Genre : Epouvante, horreur, fantastique

Durée : 133’

Acteurs : Lily-Rose Depp, Bill Skarsgård, Willem Dafoe, Nicholas Hoult, Emma Corrin, Aaron Taylor-Johnson, Simon McBurney, Ralph Ineson...

Synopsis :
Une histoire gothique d’obsession entre une jeune femme hantée et le vampire terrifiant qui s’est entiché d’elle, provoquant une horreur indicible dans son sillage.

La critique de Julien

Et si c’était la providence d’avoir la chance de découvrir "Nosferatu" dès le jour de Noël ? Après "The Witch" (2015), ayant révélé l’actrice Anya Taylor-Joy, "The Lighthouse" (2020) et "The Northman" (2022), l’ambitieux cinéaste Robert Eggers a enfin réussi à déterrer le "Nosferatu" de Murnau (1922), chef-d’œuvre allemand de cinéma expressionniste et muet, souvent considéré comme le véritable premier film d’horreur de l’histoire. Or, quand on sait que le cinéaste américain avait commencé le développement de ce film il y a dix ans, prévoyant ainsi d’en faire son second effort, on n’ose imaginer l’aura que ce projet a soulevé en lui depuis toutes ces années, lequel le qualifie comme son film le plus personnel, lui qui a ainsi grandi avec l’image et la performance d’acteur de Max Schreck, lesquelles l’ont hanté lorsqu’il était enfant. Or, l’attente en valait bien la chandelle, puisque "Nosferatu", réalisé avec son équipe artistique de confiance, est bien ce remake gothique qu’on attendait depuis des lustres, tel un vampire attendant la nuit pour sortir de son cercueil, et asseoir son règne de terreur...
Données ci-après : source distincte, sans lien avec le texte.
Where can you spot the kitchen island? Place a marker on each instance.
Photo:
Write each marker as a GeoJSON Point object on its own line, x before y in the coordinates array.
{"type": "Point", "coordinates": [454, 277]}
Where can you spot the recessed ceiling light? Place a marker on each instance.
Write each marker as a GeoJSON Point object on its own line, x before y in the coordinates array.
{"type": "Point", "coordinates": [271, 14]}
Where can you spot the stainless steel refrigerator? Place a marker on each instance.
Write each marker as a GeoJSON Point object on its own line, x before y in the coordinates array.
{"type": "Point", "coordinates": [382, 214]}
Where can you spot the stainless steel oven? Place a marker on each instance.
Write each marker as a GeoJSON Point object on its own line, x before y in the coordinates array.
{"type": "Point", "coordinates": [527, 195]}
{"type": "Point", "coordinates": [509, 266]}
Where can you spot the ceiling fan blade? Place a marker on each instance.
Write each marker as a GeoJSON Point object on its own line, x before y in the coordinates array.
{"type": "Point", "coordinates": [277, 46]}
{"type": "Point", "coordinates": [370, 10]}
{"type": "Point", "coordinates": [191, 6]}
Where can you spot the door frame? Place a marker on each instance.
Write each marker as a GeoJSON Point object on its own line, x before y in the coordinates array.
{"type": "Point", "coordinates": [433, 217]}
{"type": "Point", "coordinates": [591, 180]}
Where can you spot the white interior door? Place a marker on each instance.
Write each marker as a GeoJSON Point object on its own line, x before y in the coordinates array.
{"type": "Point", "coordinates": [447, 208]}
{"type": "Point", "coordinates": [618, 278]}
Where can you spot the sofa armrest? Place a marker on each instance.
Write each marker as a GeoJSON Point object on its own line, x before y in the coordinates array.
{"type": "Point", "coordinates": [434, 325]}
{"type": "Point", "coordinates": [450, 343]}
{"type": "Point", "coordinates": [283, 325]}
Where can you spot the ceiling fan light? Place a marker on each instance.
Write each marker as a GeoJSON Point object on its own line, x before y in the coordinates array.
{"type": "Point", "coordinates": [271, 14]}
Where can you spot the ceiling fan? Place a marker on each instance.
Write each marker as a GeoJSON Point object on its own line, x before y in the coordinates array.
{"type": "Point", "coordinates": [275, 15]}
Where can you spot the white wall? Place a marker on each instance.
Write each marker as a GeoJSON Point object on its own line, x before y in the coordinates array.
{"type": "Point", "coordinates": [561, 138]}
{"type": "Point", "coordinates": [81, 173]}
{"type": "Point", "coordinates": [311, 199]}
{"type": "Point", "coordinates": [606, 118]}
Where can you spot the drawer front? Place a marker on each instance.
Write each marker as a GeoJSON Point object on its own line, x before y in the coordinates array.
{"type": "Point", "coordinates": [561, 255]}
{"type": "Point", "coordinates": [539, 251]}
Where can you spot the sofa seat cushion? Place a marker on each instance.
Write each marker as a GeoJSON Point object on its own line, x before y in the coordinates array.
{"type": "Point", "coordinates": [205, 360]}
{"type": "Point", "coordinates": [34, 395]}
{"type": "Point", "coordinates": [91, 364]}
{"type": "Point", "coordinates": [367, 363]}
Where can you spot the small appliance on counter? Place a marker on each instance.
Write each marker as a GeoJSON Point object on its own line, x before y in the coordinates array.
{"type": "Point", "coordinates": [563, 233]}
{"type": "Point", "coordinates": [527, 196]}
D’emblée, une (re)mise en contexte est nécessaire pour comprendre la fascination de Robert Eggers envers l’œuvre de Murnau, ayant plus d’un siècle d’existence controversée. Oui, oui ! "Nosferatu (Eine Symphonie des Grauens)" (1922), c’est avant toute chose une adaptation sans ayants droit - et donc non-officielle - du roman "Dracula" (1897) de Bram Stoker. Autrement dit, ledit vampire n’est autre qu’une version de Dracula lui-même ! C’est d’ailleurs parce que le studio d’époque Film Prana n’avait pas les droits sur le roman que Murnau et le scénariste Henrik Galeen ont modifié plusieurs détails et noms, dont celui du vampire, rebaptisé le comte Orlok, puis bien évidemment Nosferatu, venant du roumain, et dont l’étymologie suggère Nesuferitu`, signifiant "l’insupportable". Or, malgré ces subtiles - mais faibles - modifications, les héritiers de Stoker (dont sa veuve, Florence), à l’époque, avaient intenté une action en justice aboutissant à une ordonnance de destruction pure et simple de toutes les copies du film, tout comme il est nécessaire - selon les croyances folkloriques - de détruire le corps d’un vampire pour étancher sa soif de sang. Sauf que des copies pirates survirent (au contraire de son studio qui, lui, mis la clef sous le paillasson), jusqu’à aujourd’hui, faisant de "Nosferatu" un modèle de film du cinéma d’horreur, au-delà de l’œuvre de Stoker, ayant engendré d’innombrables adaptations. C’est d’ailleurs en 1979 que Werner Herzog offrit au film de Murnau un effrayant premier remake, "Nosferatu the Vampire", stylistiquement proche des décors contés dans le roman "Dracula" (1897), mais reprenant davantage des ingrédients du film de Murnau (1922), et mettant en vedette l’acteur allemand Klaus Kinski en comte Dracula, Isabelle Adjani dans le rôle de Lucy Harker, Bruno Ganz dans celui de Jonathan Harker, et l’artiste-écrivain français Roland Topor en célèbre Renfield. On comprend dès lors l’envie viscérale qu’a pu faire naître chez Eggers le besoin sanguin de réaliser sa propre version de l’histoire, d’autant plus lorsque celle-ci n’a connu que deux versions, dont la plus célèbre n’est pas reconnue comme légale. Or, Robert Eggers réussit ici à rendre hommage au film muet de Murnau, tout en l’imprégnant de son style cinématographique et de modernité désabusée, prolongeant ainsi l’horreur dans l’Allemagne balte des années 1830...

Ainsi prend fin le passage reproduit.